Habits of the Heart

Is it possible that our besetting sins beset us because we prefer to lop their tops off to getting to the root of the problem? I have been wondering of late why we are so prone, in the midst of complicated circumstances, to hand out white hats to our side and black hats to the other. With respect to Israel and Gaza we have both sides insisting that they are innocent of wrongdoing, and everything is the fault of the other. Now I’m not one to assume that any time there is disagreement that both sides must be equally at fault. That said, there’s only been one time in all history where there was conflict between sinners and the One without sin. In that conflict the One without sin redeemed we sinners who rest in Him.

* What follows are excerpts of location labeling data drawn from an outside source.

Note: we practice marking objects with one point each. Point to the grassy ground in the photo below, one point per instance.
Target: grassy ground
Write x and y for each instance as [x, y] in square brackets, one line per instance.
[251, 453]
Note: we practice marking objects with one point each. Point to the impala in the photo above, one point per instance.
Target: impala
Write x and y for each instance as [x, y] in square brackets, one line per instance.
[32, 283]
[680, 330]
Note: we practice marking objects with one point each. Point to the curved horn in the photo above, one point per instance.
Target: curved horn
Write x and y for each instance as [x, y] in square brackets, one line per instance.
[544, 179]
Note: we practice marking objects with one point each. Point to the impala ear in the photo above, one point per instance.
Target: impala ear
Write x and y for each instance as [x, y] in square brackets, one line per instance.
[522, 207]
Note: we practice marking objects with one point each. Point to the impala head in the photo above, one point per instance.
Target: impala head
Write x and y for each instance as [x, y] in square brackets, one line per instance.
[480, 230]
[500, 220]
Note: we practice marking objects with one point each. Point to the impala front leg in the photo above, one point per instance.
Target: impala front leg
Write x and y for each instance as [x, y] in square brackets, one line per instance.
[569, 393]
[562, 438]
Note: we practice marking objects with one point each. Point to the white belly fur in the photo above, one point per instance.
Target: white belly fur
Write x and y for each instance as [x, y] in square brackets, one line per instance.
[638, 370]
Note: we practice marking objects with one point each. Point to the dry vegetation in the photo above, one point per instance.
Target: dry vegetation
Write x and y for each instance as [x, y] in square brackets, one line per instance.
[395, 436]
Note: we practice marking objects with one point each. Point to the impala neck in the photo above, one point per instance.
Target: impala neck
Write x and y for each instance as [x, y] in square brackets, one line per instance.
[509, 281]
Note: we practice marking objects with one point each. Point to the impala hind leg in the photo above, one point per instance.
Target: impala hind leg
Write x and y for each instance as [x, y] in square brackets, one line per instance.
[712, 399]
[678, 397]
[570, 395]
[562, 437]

It is not my intent to settle the relative guilt of the warring parties in the middle east. Rather I want to suggest that when it comes to our response to the conflict the problem is less who is wrong, more that we are so quick to respond emotionally without knowing all the facts. If I respond to this conflict out of emotion, chances are good that I have done the same with respect to Russia and Ukraine, with the grumbling congregants and the pastor, between my political party and the opposing political party, between the one gossiping to you and the one being gossiped about. The problem may be violence in the middle east, but my problem is being led by my emotions.

There is something profoundly satisfying about moral umbrage. We put on our prophet’s mantle and thunder against those other evil people. Add to that the postmodern victim hunger, that as we identify with those whom we’ve given the white hates we position ourselves as fellow victims of those to whom we’ve given the black hats. We get to wallow in our own self-perceived innocence, thinking ourselves morally clean because we’ve never crammed two million people into an open air prison, or we’ve never parasailed into a neighboring country to kill old women and take children hostage.

This is not moral equivalence however. I’m quite confident that on the day of judgment Hamas and Israel will not get equal scores. That said, He is the only one we should trust to give the right score. Neither am I arguing that in the face of evil we do nothing. I am instead suggesting that what we do a. is in submission to God’s Word and b. is done while undergirded with a sure confidence that in the end the Judge of all the earth will do rightly. I can be sad for all victims of the violence, disappointed in all those who cause the violence without letting my emotions get away from me and without arrogantly assuming that I know the precise measure of everyone else’s guilt.

May God give us the wisdom to know how to act, and the humility to know that in the middle east, in eastern Europe, in our troubled local church, in our circle of friends, the problem is we’re all sinners. May He likewise give us the faith to know He is washing us, bringing all things under subjection and reigns absolutely and unchangeably.